Are you happier now than when you were 20 or 30 or even 40 years old? I believe I am, but according to a new study from the University of Michigan and the Veterans Affairs Ann Arbor Healthcare System, I am an exception:

“Older people ‘mis-remember’ how happy they were as youths, just as youths ‘mis-predict’ how happy (or unhappy) they will be as they age.”
- University of Michigan Health System, 13 June 2006

It is one of the enduring myths about elders we have discussed here at Time Goes By - that they are less happy than young people - and the stereotype infects old and young alike, even in this new study:

“Overall, people got it wrong, believing that most people become less happy as they age, when in fact this study and others have shown that people tend to become happier over time,” says lead author Heather Lacey, Ph.D., a VA postdoctoral fellow and member of the U-M Medical School’s Center for Behavioral and Decision Sciences in Medicine.

“Not only do younger people believe that older people are less happy, but older people believe they and others must have been happier ‘back then’. Neither belief is accurate.”

- University of Michigan Health System, 13 June 2006

This is the first study focusing on people’s memories and predictions of happiness over their lives and included 540 people who were either age 21 to 40 or older than 60. Most other studies of happiness in old age have concentrated on people who are chronically ill, disabled or have other age-related impairments.

Those earlier studies, according to Dr. Peter Ubel who conducted some of them, show that sick people are adaptable to their circumstances and are often just as happy as elders who are healthy:

“People often believe that happiness is a matter of circumstance, that if something good happens, they will experience long-lasting happiness, or if something bad happens, they will experience long-term misery,” he says.

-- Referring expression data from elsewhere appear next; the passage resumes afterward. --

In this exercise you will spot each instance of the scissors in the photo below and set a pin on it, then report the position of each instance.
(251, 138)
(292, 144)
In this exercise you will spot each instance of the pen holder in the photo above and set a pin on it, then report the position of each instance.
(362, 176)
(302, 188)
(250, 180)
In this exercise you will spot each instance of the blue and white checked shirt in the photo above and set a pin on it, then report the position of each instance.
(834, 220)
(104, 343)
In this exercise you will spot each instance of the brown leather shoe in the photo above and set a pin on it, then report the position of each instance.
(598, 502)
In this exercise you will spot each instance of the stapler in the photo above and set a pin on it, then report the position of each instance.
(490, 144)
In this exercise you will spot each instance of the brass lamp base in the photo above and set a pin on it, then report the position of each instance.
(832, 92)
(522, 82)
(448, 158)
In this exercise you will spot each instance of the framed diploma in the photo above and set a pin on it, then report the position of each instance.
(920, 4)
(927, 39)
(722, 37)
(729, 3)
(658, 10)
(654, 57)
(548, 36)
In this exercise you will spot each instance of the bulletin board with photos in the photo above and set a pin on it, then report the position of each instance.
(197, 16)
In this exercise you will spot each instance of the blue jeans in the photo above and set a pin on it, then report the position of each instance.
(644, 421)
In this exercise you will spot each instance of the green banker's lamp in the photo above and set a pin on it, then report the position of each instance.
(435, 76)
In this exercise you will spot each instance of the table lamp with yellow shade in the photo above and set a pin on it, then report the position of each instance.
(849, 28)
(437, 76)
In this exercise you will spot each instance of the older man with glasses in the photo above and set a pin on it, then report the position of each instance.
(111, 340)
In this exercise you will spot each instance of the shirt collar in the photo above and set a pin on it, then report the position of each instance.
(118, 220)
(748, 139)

“But instead, people’s happiness results more from their underlying emotional resources — resources that appear to grow with age. People get better at managing life’s ups and downs, and the result is that as they age, they become happier — even though their objective circumstances, such as their health, decline.”
- University of Michigan Health System, 13 June 2006

Haven’t we said something similar just recently? Why, yes we did – only last Friday:

“In fact, it is arguable that because elders have more opportunities to cope with big, often sudden life changes – retirement (forced or planned), widowhood, reduced economic circumstances, chronic illness, leaving their homes are a few examples – they are better at adapting than younger people. Survival requires that they be so.”

Adaptability was more on my mind than happiness when I wrote that, but certainly the first contributes to our sense of contentment.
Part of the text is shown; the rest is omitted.